エネルギー革命により様々な動力源が生まれる中、低炭素である天然ガスのエンジンは内燃機関における低炭素化に向けて大きな役割を担う。濰柴はこの分野で大手であり、ハイパワーの天然ガスエンジンで世界の70%のシェアを誇り、生産・販売量とも世界トップに座っている。

濰柴は、次世代型のクリーンで効率的な天然ガスエンジンの製造に向けて、10年以上にわたりひたすら研究を重ね、世界的なサプライチェーンの努力により独自開発への道を切り開いた。

濰柴は2008年に天然ガスシリンダーの直噴技術を手掛け始め、2012年に中国初となるハイパワー型のシリンダー高圧直噴圧縮型天然ガスエンジンを開発した。直噴システムや基幹部品のさらなる自社開発を目指し、2018年からエンジンの基幹技術について研究を重ねてきた。業界平均で42%程度であった本体の熱効率を、2020年に45%、そして2021年には50%という大台に乗せている。

誇るべき成果を重ねた濰柴はその後も足を止めず、常に限界に挑んだ。2022年にはディーゼルエンジン熱効率向上における共通問題である高効率の過給、低抵抗、低フリクションといった基幹技術を、天然ガスエンジンに導入した。

今年11月、天然ガスエンジンの本体熱効率を外国企業の最高である47.6%を大幅に上回る54.16%まで伸ばして、中国の排出基準「Ⅵ」レベルに到達させた。この成果は天然ガスエンジンの技術における歴史的な進展であり、さらには内燃機関における世界的な革命となるもので、天然ガスエンジンが熱効率でディーゼルエンジンを上回り、エネルギー機械としてベストな存在となった。
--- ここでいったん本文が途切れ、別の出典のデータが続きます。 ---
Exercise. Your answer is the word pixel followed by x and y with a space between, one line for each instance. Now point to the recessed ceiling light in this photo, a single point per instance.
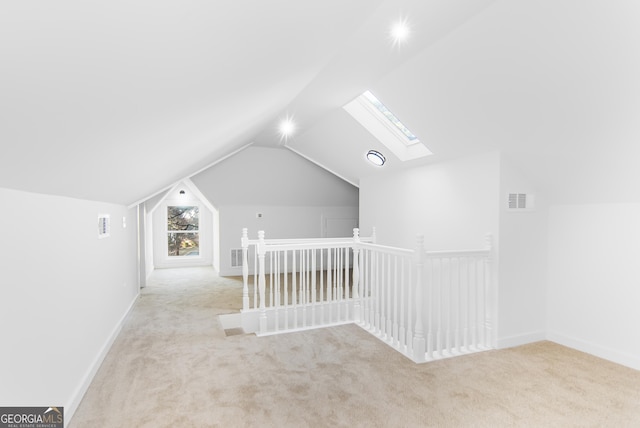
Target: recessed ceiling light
pixel 376 158
pixel 287 127
pixel 400 32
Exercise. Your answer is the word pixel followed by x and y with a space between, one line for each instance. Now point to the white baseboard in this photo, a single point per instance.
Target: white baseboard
pixel 71 407
pixel 520 339
pixel 614 355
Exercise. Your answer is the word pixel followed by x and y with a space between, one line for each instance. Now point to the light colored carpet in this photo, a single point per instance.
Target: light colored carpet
pixel 173 366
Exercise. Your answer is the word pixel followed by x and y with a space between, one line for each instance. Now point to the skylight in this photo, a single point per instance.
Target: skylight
pixel 391 117
pixel 371 113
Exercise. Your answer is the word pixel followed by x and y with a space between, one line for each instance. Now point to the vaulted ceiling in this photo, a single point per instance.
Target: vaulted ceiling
pixel 116 100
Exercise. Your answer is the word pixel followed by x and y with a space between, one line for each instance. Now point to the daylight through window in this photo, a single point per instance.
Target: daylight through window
pixel 183 237
pixel 375 102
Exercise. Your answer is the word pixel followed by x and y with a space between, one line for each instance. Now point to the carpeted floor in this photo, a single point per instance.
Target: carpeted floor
pixel 173 366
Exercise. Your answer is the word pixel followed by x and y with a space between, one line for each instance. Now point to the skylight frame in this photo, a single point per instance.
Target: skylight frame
pixel 385 131
pixel 388 118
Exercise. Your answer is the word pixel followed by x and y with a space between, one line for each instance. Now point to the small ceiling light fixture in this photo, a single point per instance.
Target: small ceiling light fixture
pixel 400 32
pixel 287 127
pixel 376 158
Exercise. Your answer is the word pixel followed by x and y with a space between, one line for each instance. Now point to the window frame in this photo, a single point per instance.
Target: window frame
pixel 168 205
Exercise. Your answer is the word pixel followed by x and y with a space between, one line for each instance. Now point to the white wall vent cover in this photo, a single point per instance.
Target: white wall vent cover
pixel 104 225
pixel 519 202
pixel 236 257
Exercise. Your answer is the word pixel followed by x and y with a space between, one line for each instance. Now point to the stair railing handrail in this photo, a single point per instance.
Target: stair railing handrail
pixel 270 245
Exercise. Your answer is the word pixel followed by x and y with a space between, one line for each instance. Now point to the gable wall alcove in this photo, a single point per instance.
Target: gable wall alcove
pixel 156 229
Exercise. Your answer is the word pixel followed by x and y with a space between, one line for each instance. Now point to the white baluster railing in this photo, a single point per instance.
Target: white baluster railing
pixel 426 304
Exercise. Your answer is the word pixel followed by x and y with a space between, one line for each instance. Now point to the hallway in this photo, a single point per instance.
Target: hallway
pixel 172 365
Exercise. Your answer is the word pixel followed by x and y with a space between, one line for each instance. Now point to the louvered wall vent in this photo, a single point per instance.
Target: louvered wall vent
pixel 104 226
pixel 236 257
pixel 519 202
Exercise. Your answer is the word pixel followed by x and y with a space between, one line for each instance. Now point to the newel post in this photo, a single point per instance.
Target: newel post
pixel 489 300
pixel 418 333
pixel 357 316
pixel 245 269
pixel 261 281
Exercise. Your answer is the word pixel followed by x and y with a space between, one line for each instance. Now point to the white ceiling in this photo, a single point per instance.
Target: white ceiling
pixel 116 100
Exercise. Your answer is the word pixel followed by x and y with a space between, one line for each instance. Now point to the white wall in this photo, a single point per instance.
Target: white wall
pixel 294 196
pixel 522 273
pixel 594 280
pixel 453 204
pixel 63 294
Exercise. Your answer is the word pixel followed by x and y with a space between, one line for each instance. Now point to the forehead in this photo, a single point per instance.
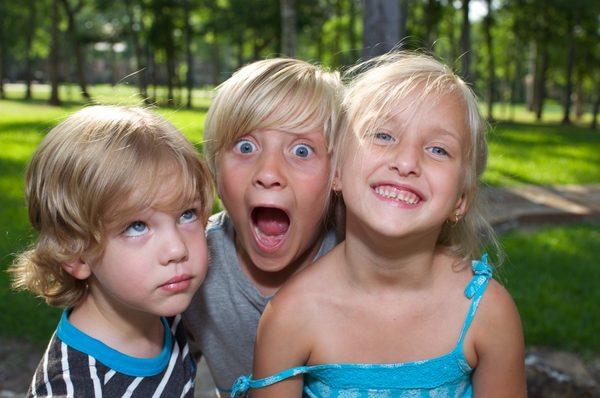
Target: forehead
pixel 445 112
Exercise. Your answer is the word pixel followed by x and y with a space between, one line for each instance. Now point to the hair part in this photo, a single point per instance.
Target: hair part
pixel 375 89
pixel 283 94
pixel 99 165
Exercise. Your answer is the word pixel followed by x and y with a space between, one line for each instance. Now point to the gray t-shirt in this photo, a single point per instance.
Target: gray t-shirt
pixel 223 316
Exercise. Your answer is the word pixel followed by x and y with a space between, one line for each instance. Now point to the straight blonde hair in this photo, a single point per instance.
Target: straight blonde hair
pixel 99 165
pixel 374 90
pixel 283 94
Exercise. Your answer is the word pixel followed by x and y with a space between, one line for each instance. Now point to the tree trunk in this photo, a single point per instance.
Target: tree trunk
pixel 28 42
pixel 2 59
pixel 189 79
pixel 465 41
pixel 579 96
pixel 289 41
pixel 403 30
pixel 54 55
pixel 381 27
pixel 77 49
pixel 135 26
pixel 487 25
pixel 569 71
pixel 352 28
pixel 595 108
pixel 539 92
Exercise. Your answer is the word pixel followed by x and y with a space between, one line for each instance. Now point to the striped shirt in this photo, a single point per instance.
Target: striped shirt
pixel 77 365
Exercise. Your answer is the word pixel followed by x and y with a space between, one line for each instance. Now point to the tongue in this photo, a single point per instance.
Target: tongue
pixel 271 221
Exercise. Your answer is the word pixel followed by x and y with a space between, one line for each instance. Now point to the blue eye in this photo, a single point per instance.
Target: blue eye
pixel 384 138
pixel 136 228
pixel 188 216
pixel 302 150
pixel 245 146
pixel 436 150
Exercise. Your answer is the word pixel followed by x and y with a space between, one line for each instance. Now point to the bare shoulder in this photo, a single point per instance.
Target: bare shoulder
pixel 499 345
pixel 288 327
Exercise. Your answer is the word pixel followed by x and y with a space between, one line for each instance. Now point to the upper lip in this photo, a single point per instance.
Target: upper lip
pixel 402 187
pixel 176 279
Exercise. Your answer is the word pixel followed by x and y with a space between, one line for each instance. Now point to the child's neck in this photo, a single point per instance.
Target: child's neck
pixel 376 263
pixel 137 334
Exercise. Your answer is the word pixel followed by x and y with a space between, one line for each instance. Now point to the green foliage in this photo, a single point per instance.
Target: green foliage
pixel 542 154
pixel 552 274
pixel 22 127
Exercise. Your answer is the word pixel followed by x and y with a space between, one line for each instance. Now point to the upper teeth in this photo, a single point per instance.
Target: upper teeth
pixel 395 193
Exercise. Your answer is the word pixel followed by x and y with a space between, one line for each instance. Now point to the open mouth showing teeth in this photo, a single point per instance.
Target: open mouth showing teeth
pixel 401 195
pixel 270 226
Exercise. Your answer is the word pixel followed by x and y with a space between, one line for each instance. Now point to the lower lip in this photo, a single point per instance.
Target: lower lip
pixel 177 286
pixel 269 248
pixel 397 203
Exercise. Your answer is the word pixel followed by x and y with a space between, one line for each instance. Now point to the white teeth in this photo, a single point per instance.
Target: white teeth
pixel 398 194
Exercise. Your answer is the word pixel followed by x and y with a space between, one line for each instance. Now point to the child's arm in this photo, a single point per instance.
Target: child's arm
pixel 282 342
pixel 500 347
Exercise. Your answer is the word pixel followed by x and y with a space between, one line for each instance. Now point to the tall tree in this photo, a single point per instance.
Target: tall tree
pixel 136 27
pixel 72 12
pixel 289 41
pixel 381 26
pixel 54 53
pixel 189 79
pixel 29 33
pixel 465 41
pixel 491 67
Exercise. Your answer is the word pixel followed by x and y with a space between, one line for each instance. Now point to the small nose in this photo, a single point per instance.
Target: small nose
pixel 406 160
pixel 270 171
pixel 173 248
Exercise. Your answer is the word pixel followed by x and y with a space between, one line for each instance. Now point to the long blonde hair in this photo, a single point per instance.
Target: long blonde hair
pixel 375 88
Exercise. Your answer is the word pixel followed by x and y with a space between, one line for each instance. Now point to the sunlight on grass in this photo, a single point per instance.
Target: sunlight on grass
pixel 552 275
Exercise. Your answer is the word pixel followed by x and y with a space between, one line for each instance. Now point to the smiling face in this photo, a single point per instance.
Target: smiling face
pixel 275 187
pixel 152 262
pixel 408 175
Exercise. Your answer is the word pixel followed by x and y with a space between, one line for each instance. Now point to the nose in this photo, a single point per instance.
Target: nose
pixel 406 160
pixel 270 171
pixel 173 248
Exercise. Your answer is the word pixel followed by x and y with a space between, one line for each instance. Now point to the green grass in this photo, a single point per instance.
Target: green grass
pixel 553 276
pixel 550 302
pixel 542 154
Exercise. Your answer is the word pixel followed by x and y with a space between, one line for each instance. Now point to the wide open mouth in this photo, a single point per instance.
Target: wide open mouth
pixel 270 226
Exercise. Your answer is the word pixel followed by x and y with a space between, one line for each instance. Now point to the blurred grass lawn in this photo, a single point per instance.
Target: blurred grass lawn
pixel 550 272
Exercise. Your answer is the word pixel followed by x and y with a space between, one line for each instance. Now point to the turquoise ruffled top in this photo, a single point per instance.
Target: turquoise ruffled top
pixel 448 375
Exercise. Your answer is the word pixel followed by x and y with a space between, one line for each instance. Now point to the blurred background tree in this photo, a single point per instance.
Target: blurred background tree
pixel 512 51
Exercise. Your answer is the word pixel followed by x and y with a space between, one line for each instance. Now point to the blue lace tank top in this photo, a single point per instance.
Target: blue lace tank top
pixel 448 375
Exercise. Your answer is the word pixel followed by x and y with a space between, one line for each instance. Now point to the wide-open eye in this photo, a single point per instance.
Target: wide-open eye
pixel 136 228
pixel 439 151
pixel 381 137
pixel 188 216
pixel 244 146
pixel 302 150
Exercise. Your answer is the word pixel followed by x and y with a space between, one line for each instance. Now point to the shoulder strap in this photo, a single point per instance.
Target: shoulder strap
pixel 482 273
pixel 244 383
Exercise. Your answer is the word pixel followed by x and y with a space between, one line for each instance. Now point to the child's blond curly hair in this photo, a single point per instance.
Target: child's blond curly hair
pixel 100 164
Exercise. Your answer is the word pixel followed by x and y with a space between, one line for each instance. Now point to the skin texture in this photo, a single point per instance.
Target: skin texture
pixel 389 276
pixel 131 283
pixel 276 169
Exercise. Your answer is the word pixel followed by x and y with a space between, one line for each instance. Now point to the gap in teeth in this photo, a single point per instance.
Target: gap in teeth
pixel 398 194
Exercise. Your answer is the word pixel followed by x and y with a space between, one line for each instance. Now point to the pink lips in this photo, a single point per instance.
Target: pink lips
pixel 177 283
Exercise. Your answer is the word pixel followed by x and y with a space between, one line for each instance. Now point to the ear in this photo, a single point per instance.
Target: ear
pixel 461 207
pixel 336 184
pixel 78 269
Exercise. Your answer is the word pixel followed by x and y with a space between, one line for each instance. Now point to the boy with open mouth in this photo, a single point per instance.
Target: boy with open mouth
pixel 268 139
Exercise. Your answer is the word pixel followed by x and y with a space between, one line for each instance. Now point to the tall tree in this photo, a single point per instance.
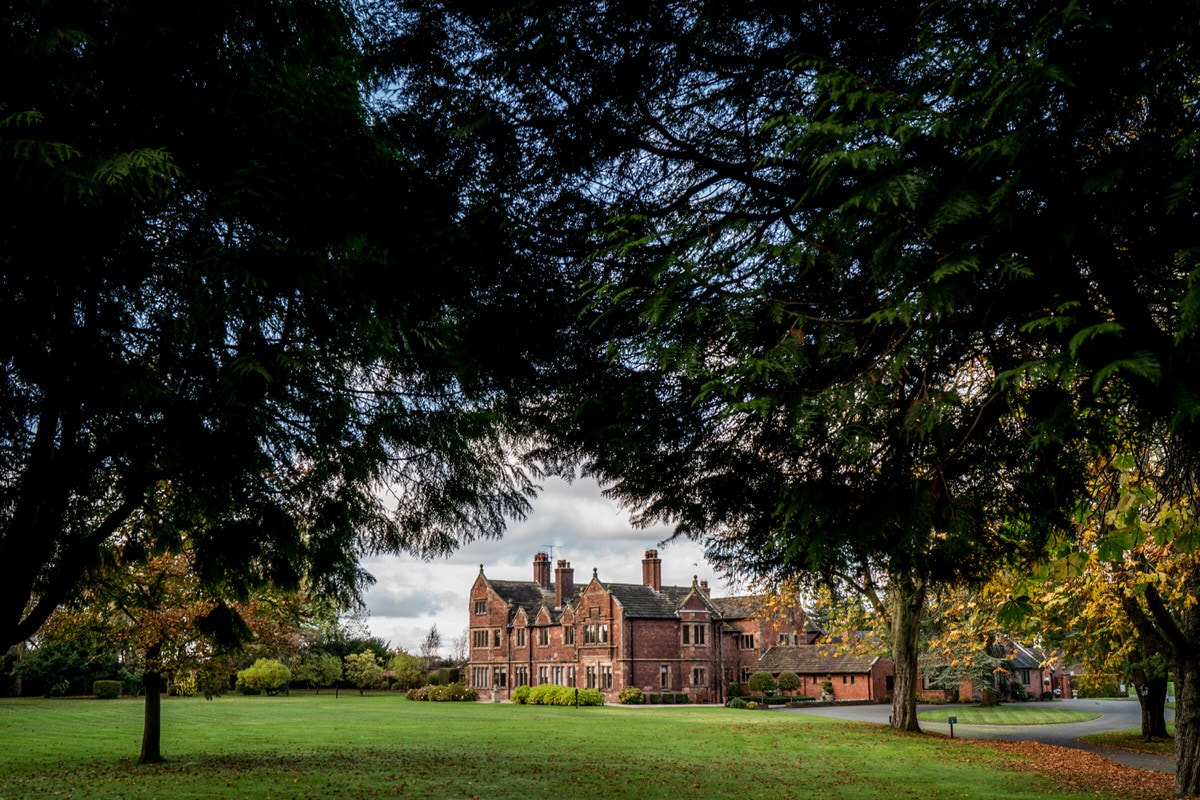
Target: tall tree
pixel 231 299
pixel 873 280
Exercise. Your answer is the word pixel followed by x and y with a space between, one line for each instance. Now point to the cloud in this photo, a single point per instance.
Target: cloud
pixel 571 521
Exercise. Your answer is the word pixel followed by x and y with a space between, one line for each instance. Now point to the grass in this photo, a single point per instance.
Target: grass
pixel 1131 739
pixel 382 745
pixel 1008 714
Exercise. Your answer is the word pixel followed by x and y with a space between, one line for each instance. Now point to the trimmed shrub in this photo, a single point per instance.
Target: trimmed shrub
pixel 443 693
pixel 106 690
pixel 555 695
pixel 631 696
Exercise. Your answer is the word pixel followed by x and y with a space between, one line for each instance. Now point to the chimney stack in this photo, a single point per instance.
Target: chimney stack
pixel 564 583
pixel 652 571
pixel 541 570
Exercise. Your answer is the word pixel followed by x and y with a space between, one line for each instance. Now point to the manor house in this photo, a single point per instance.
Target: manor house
pixel 609 636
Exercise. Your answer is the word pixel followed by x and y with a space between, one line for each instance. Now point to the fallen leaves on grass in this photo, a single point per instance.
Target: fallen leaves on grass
pixel 1081 770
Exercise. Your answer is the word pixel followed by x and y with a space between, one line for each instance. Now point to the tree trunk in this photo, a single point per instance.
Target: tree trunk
pixel 907 599
pixel 1187 728
pixel 1152 698
pixel 151 723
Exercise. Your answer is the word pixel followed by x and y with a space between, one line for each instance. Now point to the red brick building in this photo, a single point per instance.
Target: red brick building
pixel 610 636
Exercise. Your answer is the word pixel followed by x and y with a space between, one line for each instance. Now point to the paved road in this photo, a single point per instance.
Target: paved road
pixel 1115 715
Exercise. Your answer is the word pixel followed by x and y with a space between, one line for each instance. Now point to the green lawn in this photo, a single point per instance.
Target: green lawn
pixel 384 746
pixel 1008 714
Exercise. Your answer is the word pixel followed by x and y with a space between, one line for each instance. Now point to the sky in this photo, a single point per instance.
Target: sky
pixel 569 521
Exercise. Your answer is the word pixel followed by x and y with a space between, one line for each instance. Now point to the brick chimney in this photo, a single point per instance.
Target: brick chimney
pixel 652 571
pixel 564 583
pixel 541 570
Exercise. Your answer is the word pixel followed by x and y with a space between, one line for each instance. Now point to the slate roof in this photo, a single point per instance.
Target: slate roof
pixel 526 594
pixel 813 659
pixel 642 602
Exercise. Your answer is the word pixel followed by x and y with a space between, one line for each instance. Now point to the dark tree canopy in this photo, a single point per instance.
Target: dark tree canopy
pixel 237 305
pixel 868 283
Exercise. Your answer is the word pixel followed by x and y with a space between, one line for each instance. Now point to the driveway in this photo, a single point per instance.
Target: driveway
pixel 1115 715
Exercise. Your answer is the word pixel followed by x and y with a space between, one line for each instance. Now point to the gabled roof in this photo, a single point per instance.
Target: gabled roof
pixel 643 602
pixel 813 659
pixel 525 594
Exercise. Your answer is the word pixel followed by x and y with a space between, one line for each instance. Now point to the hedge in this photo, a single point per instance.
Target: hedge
pixel 555 695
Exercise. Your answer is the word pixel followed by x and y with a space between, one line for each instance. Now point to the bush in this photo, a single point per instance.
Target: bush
pixel 106 690
pixel 443 693
pixel 265 675
pixel 761 683
pixel 631 696
pixel 789 681
pixel 555 695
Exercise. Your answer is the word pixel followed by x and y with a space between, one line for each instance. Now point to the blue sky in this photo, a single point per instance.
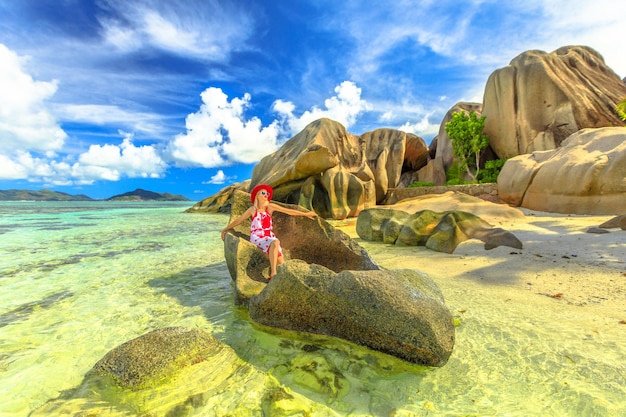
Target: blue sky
pixel 100 97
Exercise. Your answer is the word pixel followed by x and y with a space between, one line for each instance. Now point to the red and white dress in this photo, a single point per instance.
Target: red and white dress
pixel 261 231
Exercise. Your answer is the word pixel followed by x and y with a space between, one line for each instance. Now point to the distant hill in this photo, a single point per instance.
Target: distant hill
pixel 42 195
pixel 145 195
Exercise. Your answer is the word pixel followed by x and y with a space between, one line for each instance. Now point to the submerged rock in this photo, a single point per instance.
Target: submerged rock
pixel 329 285
pixel 584 176
pixel 182 372
pixel 400 312
pixel 314 241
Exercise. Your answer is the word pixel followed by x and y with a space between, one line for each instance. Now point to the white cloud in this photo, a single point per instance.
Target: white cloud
pixel 111 162
pixel 220 134
pixel 205 30
pixel 97 114
pixel 25 121
pixel 344 107
pixel 423 128
pixel 219 178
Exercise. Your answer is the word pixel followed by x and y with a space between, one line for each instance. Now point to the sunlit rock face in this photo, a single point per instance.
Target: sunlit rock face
pixel 541 98
pixel 337 174
pixel 313 241
pixel 586 175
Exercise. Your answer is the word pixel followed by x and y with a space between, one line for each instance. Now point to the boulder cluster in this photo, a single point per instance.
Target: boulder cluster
pixel 329 285
pixel 531 106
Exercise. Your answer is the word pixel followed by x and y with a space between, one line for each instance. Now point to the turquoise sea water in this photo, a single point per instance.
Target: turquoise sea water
pixel 78 279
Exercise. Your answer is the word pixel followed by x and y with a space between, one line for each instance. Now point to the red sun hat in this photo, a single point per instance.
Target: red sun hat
pixel 258 188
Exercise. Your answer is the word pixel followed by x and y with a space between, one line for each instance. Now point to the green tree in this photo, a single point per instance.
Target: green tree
pixel 468 140
pixel 621 109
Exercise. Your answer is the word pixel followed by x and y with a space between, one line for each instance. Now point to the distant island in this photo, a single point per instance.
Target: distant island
pixel 48 195
pixel 145 195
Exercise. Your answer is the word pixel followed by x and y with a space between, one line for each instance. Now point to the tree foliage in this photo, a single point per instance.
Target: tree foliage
pixel 468 140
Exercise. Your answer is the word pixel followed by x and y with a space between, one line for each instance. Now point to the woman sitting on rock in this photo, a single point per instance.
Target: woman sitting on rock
pixel 261 233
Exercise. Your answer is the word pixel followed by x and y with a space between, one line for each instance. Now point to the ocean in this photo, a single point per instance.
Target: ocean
pixel 78 279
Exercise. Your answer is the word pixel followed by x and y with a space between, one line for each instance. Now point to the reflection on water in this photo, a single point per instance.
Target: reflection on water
pixel 69 294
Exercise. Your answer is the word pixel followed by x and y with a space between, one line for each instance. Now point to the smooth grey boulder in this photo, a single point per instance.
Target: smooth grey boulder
pixel 400 312
pixel 313 241
pixel 438 231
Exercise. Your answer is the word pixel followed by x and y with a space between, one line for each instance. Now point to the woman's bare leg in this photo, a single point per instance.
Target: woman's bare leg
pixel 275 260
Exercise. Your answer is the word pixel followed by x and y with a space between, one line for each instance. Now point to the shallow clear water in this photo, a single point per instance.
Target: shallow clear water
pixel 78 279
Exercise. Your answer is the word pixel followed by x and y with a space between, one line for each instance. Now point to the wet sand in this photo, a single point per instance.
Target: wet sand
pixel 560 261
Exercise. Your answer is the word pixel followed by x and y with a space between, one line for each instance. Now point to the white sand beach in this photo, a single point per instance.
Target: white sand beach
pixel 560 261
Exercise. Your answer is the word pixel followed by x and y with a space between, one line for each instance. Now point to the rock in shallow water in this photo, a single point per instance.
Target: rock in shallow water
pixel 400 312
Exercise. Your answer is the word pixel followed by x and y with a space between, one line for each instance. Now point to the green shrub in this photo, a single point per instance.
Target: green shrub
pixel 491 171
pixel 454 174
pixel 465 131
pixel 620 108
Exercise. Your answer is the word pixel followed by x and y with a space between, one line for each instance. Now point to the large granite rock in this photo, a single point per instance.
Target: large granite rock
pixel 401 313
pixel 337 174
pixel 180 372
pixel 438 231
pixel 458 201
pixel 541 98
pixel 313 241
pixel 586 175
pixel 329 285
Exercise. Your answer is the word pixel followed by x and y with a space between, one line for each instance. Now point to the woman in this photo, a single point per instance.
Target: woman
pixel 261 227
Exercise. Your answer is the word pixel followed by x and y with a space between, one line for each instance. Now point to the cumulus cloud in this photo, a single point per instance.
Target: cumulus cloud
pixel 219 133
pixel 423 128
pixel 344 107
pixel 111 162
pixel 205 30
pixel 25 121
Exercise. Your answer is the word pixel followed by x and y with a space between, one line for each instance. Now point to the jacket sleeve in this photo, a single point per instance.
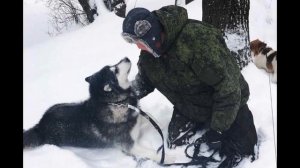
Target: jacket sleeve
pixel 141 85
pixel 212 68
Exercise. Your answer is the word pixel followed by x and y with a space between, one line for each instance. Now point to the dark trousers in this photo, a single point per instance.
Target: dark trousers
pixel 239 139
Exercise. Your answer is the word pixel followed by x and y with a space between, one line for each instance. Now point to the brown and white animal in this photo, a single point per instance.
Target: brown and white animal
pixel 264 57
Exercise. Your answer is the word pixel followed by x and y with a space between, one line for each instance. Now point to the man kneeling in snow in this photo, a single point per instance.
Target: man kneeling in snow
pixel 189 63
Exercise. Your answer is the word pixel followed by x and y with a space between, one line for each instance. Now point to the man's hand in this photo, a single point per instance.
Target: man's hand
pixel 213 139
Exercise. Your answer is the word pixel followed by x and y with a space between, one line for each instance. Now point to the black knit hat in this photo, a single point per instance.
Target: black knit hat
pixel 145 25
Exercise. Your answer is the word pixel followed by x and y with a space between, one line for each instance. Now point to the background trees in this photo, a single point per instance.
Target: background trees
pixel 232 17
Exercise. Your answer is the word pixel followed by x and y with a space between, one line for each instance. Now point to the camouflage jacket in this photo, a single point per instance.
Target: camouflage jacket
pixel 196 72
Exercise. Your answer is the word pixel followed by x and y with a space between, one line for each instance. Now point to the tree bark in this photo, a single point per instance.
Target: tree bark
pixel 232 18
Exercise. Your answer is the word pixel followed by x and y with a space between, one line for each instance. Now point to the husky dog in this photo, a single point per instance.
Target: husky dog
pixel 103 120
pixel 264 57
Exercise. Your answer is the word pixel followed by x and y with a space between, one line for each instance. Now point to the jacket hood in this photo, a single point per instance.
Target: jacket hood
pixel 173 19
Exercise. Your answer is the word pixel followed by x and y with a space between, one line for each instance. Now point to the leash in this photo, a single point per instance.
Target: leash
pixel 196 159
pixel 272 118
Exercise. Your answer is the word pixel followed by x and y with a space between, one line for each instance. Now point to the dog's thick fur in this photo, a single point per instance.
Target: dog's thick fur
pixel 104 120
pixel 264 57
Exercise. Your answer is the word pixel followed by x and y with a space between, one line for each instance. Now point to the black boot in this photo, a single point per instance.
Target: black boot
pixel 180 130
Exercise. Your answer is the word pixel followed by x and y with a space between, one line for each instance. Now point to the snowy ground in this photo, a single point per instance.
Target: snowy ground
pixel 55 68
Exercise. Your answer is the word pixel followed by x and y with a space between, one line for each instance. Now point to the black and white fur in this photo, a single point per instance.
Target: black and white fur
pixel 264 57
pixel 104 120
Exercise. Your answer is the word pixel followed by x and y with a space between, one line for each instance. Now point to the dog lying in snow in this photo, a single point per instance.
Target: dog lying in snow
pixel 264 57
pixel 103 120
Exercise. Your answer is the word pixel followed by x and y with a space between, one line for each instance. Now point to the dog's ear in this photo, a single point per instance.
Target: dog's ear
pixel 107 88
pixel 88 79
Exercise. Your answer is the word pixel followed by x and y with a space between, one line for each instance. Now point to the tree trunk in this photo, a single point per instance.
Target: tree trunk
pixel 232 17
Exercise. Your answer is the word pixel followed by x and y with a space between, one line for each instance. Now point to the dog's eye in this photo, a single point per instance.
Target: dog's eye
pixel 116 70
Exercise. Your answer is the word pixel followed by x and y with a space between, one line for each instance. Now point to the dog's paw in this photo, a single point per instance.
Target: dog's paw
pixel 169 159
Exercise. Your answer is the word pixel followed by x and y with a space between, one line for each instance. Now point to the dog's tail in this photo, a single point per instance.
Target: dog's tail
pixel 32 138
この快挙により、一般の天然ガスエンジンに比べて燃料消費が20%以上、炭素の排出レベルが25%削減され、業界全体で炭素を3000万トン削減するなど、社会全体に大変な価値をもたらすことになる。

【企業概要】

濰柴グループは1946年に創立され、グローバルの連結従業員が約10万人、2021年の営業収入が3000億元を超えました。濰柴グループは中国を代表する、産業機器のグローバル企業であり、世界でも大きな影響力を持っております。濰柴グループはパワートレイン、商用車、農業機械、建設機械、スマート物流、マリン製品の六大事業を展開し、その子会社がヨーロッパ、北米、アジアに分布し、110以上の国と地域に製品を輸出しています。濰柴動力、ドイツのKION、イタリアのFERRETTIなど国内外の上場企業が8社、持株会社が10社を保有しています。